Но и это все тоже было пустотой.

Самого себя не мог уболтать, что ты не поляк, а другим, полячок, желал лапшу на уши вешать, говорить, что нет?

И вот на кой ляд все это было нужно? — размышлял ты. Не нужно было молить о всеобщей войне за свободу народов[263]. Нужно было это дело слить. Существовало бы, самое большее, три Польши[264], а все поляки ходили бы окутанные теплом страдания народа, не имеющего собственной страны. Композиторы бы компонировали, писатели — писали. Террористы гибли бы за нее, за Польшу, прекрасную Полонию в белых одеждах, романтично взрывая себя в поездах Deutsche Bahn'а, в российских маршрутках, в австрийских кондитерских, а мир постепенно был бы ими и всеми остальными сыт по горло. Но композиторы бы компонировали, писатели бы писали. Открещивались бы от терроризма, говорили бы «not in my name», «we don't support killing people»[265]
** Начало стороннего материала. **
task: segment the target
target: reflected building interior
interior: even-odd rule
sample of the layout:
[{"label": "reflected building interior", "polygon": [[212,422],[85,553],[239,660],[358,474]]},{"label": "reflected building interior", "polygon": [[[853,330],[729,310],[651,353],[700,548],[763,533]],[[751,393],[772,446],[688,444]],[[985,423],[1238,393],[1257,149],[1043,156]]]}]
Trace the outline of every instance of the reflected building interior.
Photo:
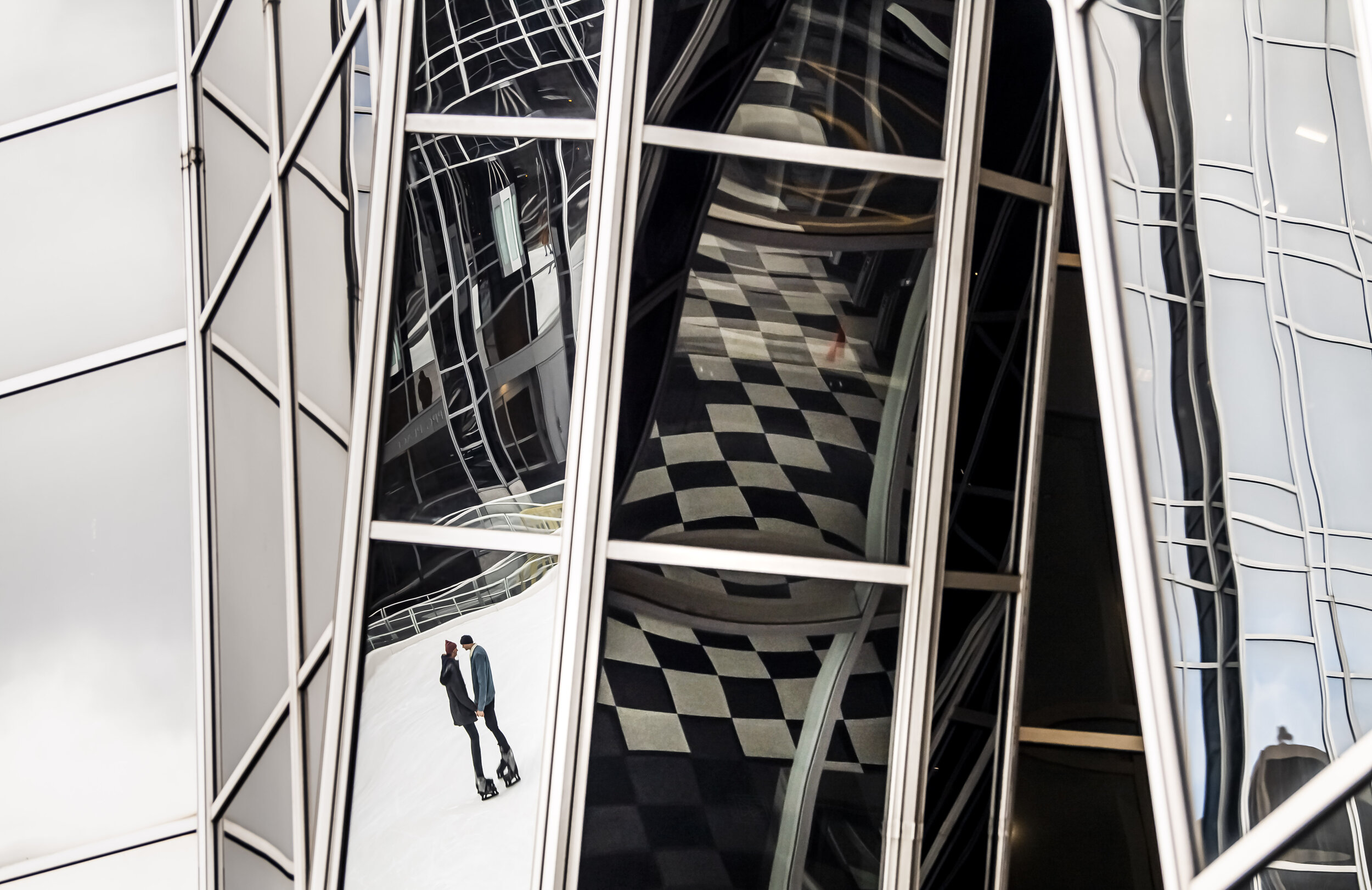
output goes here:
[{"label": "reflected building interior", "polygon": [[0,883],[1367,887],[1365,1],[0,10]]}]

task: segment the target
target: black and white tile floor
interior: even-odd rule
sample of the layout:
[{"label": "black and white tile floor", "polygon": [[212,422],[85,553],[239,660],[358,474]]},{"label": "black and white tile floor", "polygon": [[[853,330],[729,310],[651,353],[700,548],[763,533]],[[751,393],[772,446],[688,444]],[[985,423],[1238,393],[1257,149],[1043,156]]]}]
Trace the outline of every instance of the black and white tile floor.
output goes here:
[{"label": "black and white tile floor", "polygon": [[890,378],[822,254],[702,235],[616,534],[757,529],[860,556]]},{"label": "black and white tile floor", "polygon": [[[868,633],[826,771],[884,773],[896,629]],[[609,610],[582,883],[763,887],[830,637],[734,636]]]}]

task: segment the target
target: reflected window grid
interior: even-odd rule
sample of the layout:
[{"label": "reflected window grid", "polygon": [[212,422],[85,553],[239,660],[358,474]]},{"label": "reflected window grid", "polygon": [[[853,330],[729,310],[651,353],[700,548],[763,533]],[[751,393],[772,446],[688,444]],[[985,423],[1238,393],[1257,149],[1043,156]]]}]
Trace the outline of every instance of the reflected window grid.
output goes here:
[{"label": "reflected window grid", "polygon": [[[1187,15],[1203,22],[1187,40],[1210,43],[1194,71],[1159,49],[1180,47],[1169,29],[1181,19],[1096,4],[1087,21],[1092,51],[1121,70],[1142,47],[1143,99],[1170,103],[1176,126],[1124,80],[1098,78],[1174,695],[1210,860],[1361,735],[1358,637],[1339,618],[1357,625],[1372,604],[1361,595],[1372,559],[1361,519],[1327,488],[1347,468],[1323,442],[1338,435],[1327,368],[1372,347],[1368,146],[1346,10],[1303,26],[1276,5]],[[1200,78],[1190,107],[1163,99],[1163,70]],[[1158,154],[1139,139],[1150,128]],[[1327,179],[1302,172],[1310,152],[1331,158]],[[1318,707],[1302,716],[1299,702]],[[1331,817],[1269,874],[1313,861],[1360,872],[1365,797],[1347,803],[1343,828]]]}]

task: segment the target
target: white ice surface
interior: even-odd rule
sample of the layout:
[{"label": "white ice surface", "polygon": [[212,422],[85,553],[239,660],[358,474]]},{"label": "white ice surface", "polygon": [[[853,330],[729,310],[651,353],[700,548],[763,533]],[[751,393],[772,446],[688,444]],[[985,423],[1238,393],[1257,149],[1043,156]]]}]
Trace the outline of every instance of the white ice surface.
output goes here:
[{"label": "white ice surface", "polygon": [[[498,606],[454,618],[368,655],[348,832],[348,890],[442,890],[530,885],[543,747],[557,570]],[[482,801],[466,731],[439,685],[443,640],[486,648],[501,731],[523,781],[495,779],[499,749],[477,720],[482,761],[499,797]],[[468,691],[469,657],[460,652]]]}]

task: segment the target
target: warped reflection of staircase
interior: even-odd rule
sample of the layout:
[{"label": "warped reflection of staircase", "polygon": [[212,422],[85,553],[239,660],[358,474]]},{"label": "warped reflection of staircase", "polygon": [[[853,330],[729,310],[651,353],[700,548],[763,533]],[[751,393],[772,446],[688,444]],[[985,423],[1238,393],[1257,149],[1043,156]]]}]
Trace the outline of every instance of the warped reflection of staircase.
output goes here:
[{"label": "warped reflection of staircase", "polygon": [[[438,525],[550,534],[563,525],[563,483],[477,504],[445,516]],[[460,615],[508,600],[534,586],[557,564],[557,556],[546,554],[486,551],[479,552],[477,559],[480,574],[373,613],[366,625],[368,648],[407,640]]]}]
— и писали бы, и компонировали. Какой бы прекрасной была бы Польша, если бы существовала — так бы они писали. Польские историки доказывали бы, что это должен был бы быть самый расчудесный край под солнцем, ибо так, а не иначе, он попросту обязан быть — в срединке Европы, между Востоком и Западом, на пересечении всех линий. Каждого, кто бы с ними не соглашался, называли бы полоноедом и полонофобом. А другие создавали бы альтернативные истории и изображали бы Польшу раем на земле. Германский порядок, славянская душа. Германский крафт[266], славянсая спонтанность. Так было бы здорово. И на кой ляд это вот рожать в таких муках и столько раз, лишь затем, чтобы этот труп, обреченный на смерть истории, на каждом шагу реанимировать? Этот вот ядовитый и безнадежный проект, который никогда не может удаться, но который, курва, всякий раз ангажирует в себе на жизнь и на смерть миллионы добровольцев, которые выпускают ради него все свои бебехи до остатка, и только хрен чего с этого имеют? Ну вот что они впишут в собственный c.v.[267]? Родился поляком/полькой и посвятил/посвятила жизнь Польше, работая в качестве волонтера, на добровольной основе? В любой нормальной стране на них посмотрят как на фрайеров. В любой нормальной стране, начнем с того, не используют оборота «в любой нормальной стране». Польша — это страна, являющаяся всем. Потому что является всем сразу, ибо за тысячу лет не заработала себе даже приличной формы, ведь форму — это так, на всякий случай — лучше всего не принимать, а то вдруг еще та окажется хуевой, и что тогда скажут люди в любой нормальной стране, так что лучше смотреть, как форма принимается сама, и делать вид, что это вот наша форма и есть. Польша — это страна, которая саму себя не примет, но не потому, что у нее такие высокие требования, но лишь потому, что она не является тем, кем хотела бы быть, то есть, любой нормальной страной. Любой другой. Страна, обитатели которой над ней либо издеваются и ее ненавидят, либо же возбуждают в себе болезненную к ней манию и этой страной болеют — а ведь ни в одной нормальной стране такого нет.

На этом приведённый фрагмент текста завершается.